The 1970s were the heyday of martial arts motion pictures. Movies were pouring out of Hong Kong, each one more bombastic than the next. Movies like Enter the Dragon, Game of Death and the Five Deadly Venoms featured graphic fight scenes and minority heroes fighting against the white establishment. Chinese culture was treated with reverence—especially the Shaolin Temple—and the fascination the West had with the Orient found its way into a million living rooms.
One of the most popular transmitters of Asian culture was the television series Kung fu, which ran from 1972 to 1975, smack dab in the middle of the martial arts renaissance flowing out of Hong Kong and into North America. The series starred David Carradine as Caine, the wandering half-caste Shaolin monk with a price on his head, doing his worst to avoid trouble in the American Wild West.
The pilot episode ran for over an hour and told the story of Caine through flashbacks to when he was a boy, waiting outside of the temple in the rain with a small group of kung fu wannabes. In that episode, we learn that Caine has an American father and a Chinese mother, both dead, but we never figure out what happened to them or why Caine ends up wandering through Henan province.
The boy Caine is forced to go through some classic “oriental” tests to prove he is worthy of learning the secret arts: he has to stand and wait outside and demonstrate his willingness to suffer; he has to try and fail to snatch a pebble out of the master’s hand; he must walk on rice paper, sneak up on the blind master, and otherwise perform tasks Mr. Miyagi would replicate years later to help his charge learn the martial arts. He spends years at the temple, finally gaining his dragon and tiger brand—the sign of a Shaolin monk—when he is a grown man.
The classic exchange during this period of Caine’s life is the “grasshopper” dialogue between the boy and Po, the blind master:
Master Po: Close your eyes. What do you hear?
Young Caine: I hear the water, I hear the birds.
Po: Do you hear your own heartbeat?
Po: Do you hear the grasshopper which is at your feet?
Caine: Old man, how is it that you hear these things?
Po: Young man, how is it that you do not?
Great Taoist wisdom. Ed Spielman, the creator of the series, was by all accounts a sinophile fascinated with the religions and traditions of ancient China. He reportedly spent years studying the language and customs, unsuccessfully trying to gain entry into the martial arts world, and hanging out in Chinatown before he pitched his version of “China meets the West” to Hollywood.
There is some controversy surrounding the creation of the series: Bruce Lee was pitching a kung fu western to Warner Brothers around the same time as Spielman, but his idea wasn’t picked up because Hollywood balked at an Asian hero on prime time television. Plausible. But a moot point once the series began, and proved itself to be wildly popular with the average American.
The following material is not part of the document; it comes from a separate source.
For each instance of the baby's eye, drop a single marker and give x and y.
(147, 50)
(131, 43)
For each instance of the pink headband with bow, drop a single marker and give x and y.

A white hero who ventures to the Orient, comes back with special skills, and is revered by the people he learned his arts from ... classic orientalism, despite the cast and crews best efforts to educate Americans about the best of Chinese culture. That particular story line has been repeated ad nauseum in dozens of movies and TV shows: Bloodsport, The Last Samurai, Avatar, Big Trouble Little China, even the Golden Child. That trend is slowly starting to die away, years after Bruce Lee showed that ethnic Chiense could draw the audience. The idea that a foreigner could venture into the heart of an ancient civilization, spend years at a temple and come out a complete badass is just so fascinating and attractive that it will endure as long as there are young men who dream of being the toughest dude on the planet.
The first to really portray that idea on the screen was Caine, the philosophical monk who must kill but hates to do so. No one has really done as good a job as Carradine did, except perhaps the elder Carradine as Bill in Kill Bill. There is a sort of authenticity to the character that pushes through the various stereotypes, fallacies and fantasies of the show: it’s easy to picture Carradine in China squatting roadside with some coolies and slurping noodles. The fight scenes are weak for the first season or two, and nothing the character does resembles any kung fu I have every seen. It’s the way Caine carries himself, the little couplets he quietly drops every episode, that make the idea of a little Chinese-American boy becoming a branded Shaolin master believable.